Più che un candidato delle primarie democratiche USA, Bernie Sanders è diventato un vero e proprio fenomeno, mediatico, politico e in certi termini di ribellione. Il suo messaggio, da molti considerato anacronistico e soprattutto ben lontano dalla cultura del paese a cui appartiene, ha avuto risonanza in tutto il mondo per via della sua forma particolare e della sua forza sorprendente. Del resto un socialista a tal punto convinto come lui che raccoglie consenso negli Stati Uniti, forse non lo si è mai visto nella storia democratica degli USA, o almeno non ad un livello così alto, non come un possibile candidato alla presidenza, alla Casa Bianca. La sua campagna per le primarie è stata per molte settimane data come vincente, per poi cedere contro la sua avversaria, Hilary Clinton.

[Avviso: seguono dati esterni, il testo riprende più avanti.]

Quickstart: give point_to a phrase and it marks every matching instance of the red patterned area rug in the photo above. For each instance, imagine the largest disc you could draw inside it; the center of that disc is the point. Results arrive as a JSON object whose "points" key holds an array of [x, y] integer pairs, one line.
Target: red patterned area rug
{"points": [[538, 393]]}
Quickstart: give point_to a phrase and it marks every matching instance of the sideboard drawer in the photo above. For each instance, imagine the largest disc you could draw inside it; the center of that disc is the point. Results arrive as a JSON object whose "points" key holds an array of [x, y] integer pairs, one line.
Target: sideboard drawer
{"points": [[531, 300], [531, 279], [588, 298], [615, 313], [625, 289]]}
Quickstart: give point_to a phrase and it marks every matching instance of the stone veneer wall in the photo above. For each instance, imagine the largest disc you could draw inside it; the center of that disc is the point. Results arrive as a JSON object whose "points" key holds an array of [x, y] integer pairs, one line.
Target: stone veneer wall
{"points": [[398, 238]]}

Congressista indipendente del Partito Democratico americano, è un dalla giovane età: per i diritti civili, contro la guerra in Vietnam, marcia con Luther King e si laurea in scienze politiche. Di famiglia ebrea risiedente in Polonia, dal cui lato paterno molti parenti morirono durante la Shoah, decide di entrare in politica per restarci fino ai giorni d’oggi.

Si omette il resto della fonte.